Avec la reprise, en 1947, s’affirma la maturité française. Vainqueur pour la première fois au pays de Galles, à Swansea, en 1948, et en Angleterre, à Twickenham, en 1951, le XV de France fut alors bien près de terminer à la première place, qu’il obtint enfin en 1954. Les avants R. Soro, A. Moga, J. Prat, G. Basquet et J. Matheu avec les demis de mêlée Y. Bergougnan et G. Dufau marquèrent particulièrement cette période. Sur le plan international, c’est surtout le pays de Galles (qui réalisa le grand chelem en 1950 et en 1952) et l’Irlande (auteur d’un semblable exploit en 1948) qui se distinguèrent. Les Gallois possédaient alors de remarquables lignes arrière avec H. Tanner, W. B. Cleaver, K. Jones, B. Williams, J. Matthews, et les Irlandais des avants généreux, K. Mullen, J. W. McKay ainsi que J. S. McCarthy et aussi un des plus grands demis d’ouverture de l’histoire du rugby, J. Kyle.

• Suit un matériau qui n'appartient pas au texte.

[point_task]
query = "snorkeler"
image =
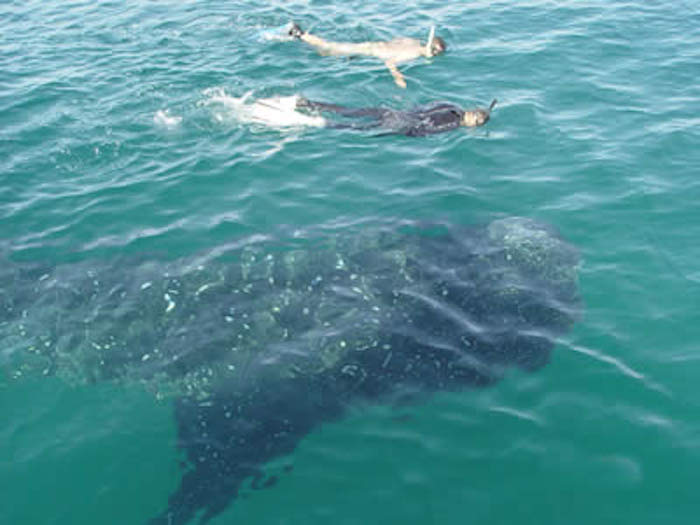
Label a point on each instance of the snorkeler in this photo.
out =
(418, 122)
(393, 52)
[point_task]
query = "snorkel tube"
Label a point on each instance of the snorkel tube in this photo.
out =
(429, 44)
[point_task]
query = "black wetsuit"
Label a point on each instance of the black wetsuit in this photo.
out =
(425, 120)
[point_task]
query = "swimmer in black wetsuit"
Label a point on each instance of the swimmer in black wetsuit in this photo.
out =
(425, 120)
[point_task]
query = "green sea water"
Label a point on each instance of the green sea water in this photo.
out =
(596, 131)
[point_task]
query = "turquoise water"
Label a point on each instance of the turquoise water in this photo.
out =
(596, 132)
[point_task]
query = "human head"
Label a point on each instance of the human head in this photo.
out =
(435, 45)
(477, 117)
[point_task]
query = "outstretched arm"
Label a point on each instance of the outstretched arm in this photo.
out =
(398, 77)
(326, 47)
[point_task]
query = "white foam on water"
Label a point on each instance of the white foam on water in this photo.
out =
(164, 119)
(276, 112)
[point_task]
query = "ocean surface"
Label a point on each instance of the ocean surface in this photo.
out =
(117, 139)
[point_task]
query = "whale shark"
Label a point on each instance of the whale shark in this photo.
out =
(260, 342)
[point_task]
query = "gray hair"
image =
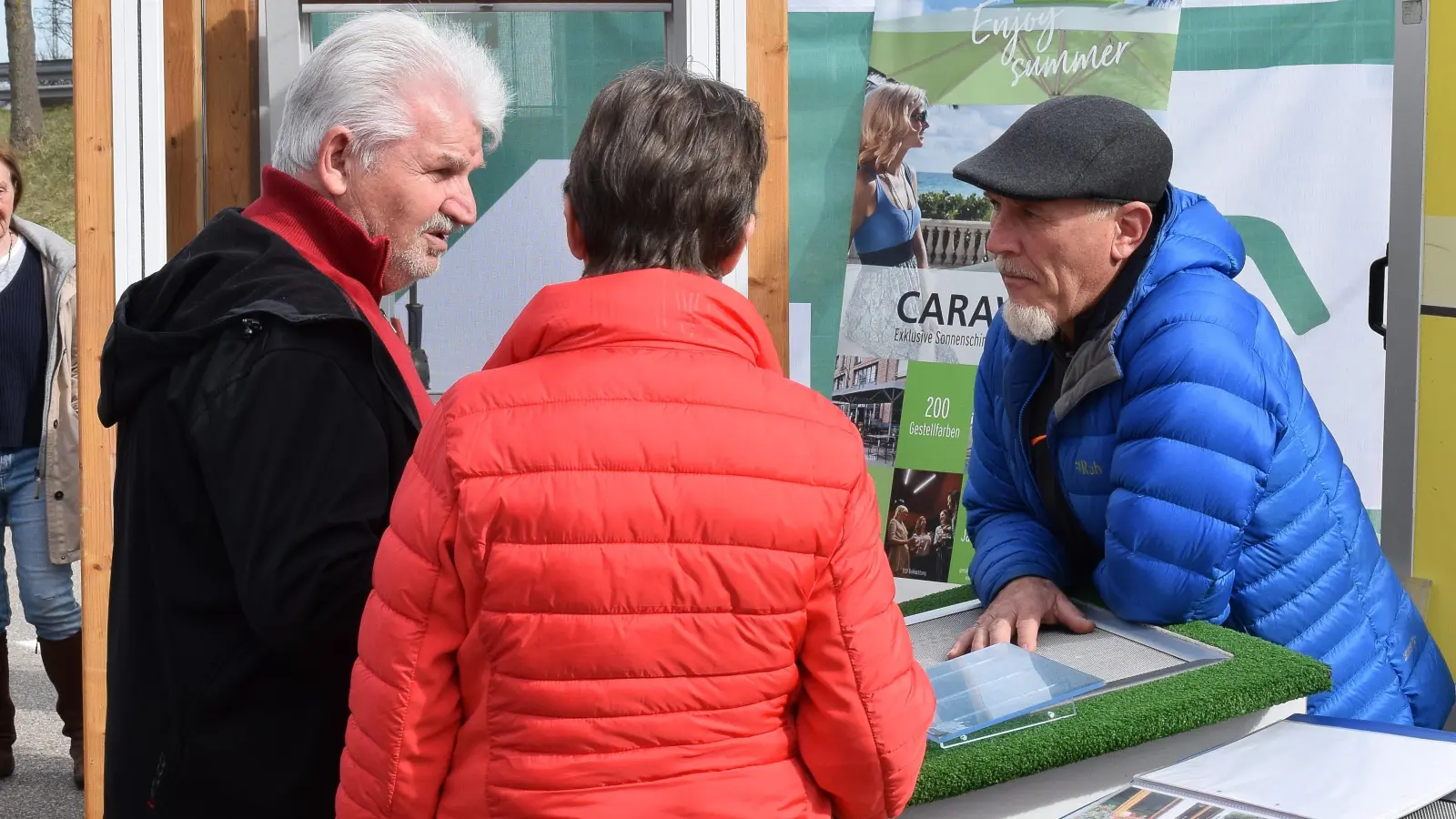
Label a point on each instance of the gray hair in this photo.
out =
(359, 77)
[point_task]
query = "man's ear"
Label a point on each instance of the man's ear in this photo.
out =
(1133, 222)
(334, 160)
(574, 238)
(732, 261)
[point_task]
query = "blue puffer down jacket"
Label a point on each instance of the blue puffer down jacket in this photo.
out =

Le tournoi 1954, où la France partagea la première place avec l’Angleterre et le pays de Galles, marqua l’avènement du rugby français. Battant les Springboks en Afrique du Sud pour leur première grande tournée en 1958, les Français, conduits par un de leurs plus grands capitaines, Lucien Mias, remportèrent seuls, enfin, le tournoi 1959 grâce à une suprématie totale d’un jeu d’avants remarquablement organisés et disposant de riches individualités, comme A. Roques, R. Vigier, A. Quaglio, B. Momméjat, J. Barthe, F. Moncla, M. Celaya, M. Crauste en avants, P. Danos, R. Martine, M. Prat, J. Bouquet, J. Dupuy et M. Vannier à l’arrière. Sur sa lancée, tour à tour sous le capitanat de F. Moncla, de P. Lacroix, de M. Crauste, de C. Darrouy et de C. Carrère, le XV de France remporta encore le tournoi en 1960 (avec l’Angleterre), en 1961, en 1962 et en 1967, avant de réussir le grand chelem en 1968 et de terminer encore en tête en 1970 (avec Galles). Il disposait toujours d’avants d’une rare qualité athlétique et d’une grande aisance dans le jeu à la main (A. Domenech, A. Gruarin, B. Dauga, A. Herrero et W. Spanghero) ainsi que de lignes d’arrières de talent (P. Albaladejo, A. et G. Boniface, J. Gachassin, P. Villepreux).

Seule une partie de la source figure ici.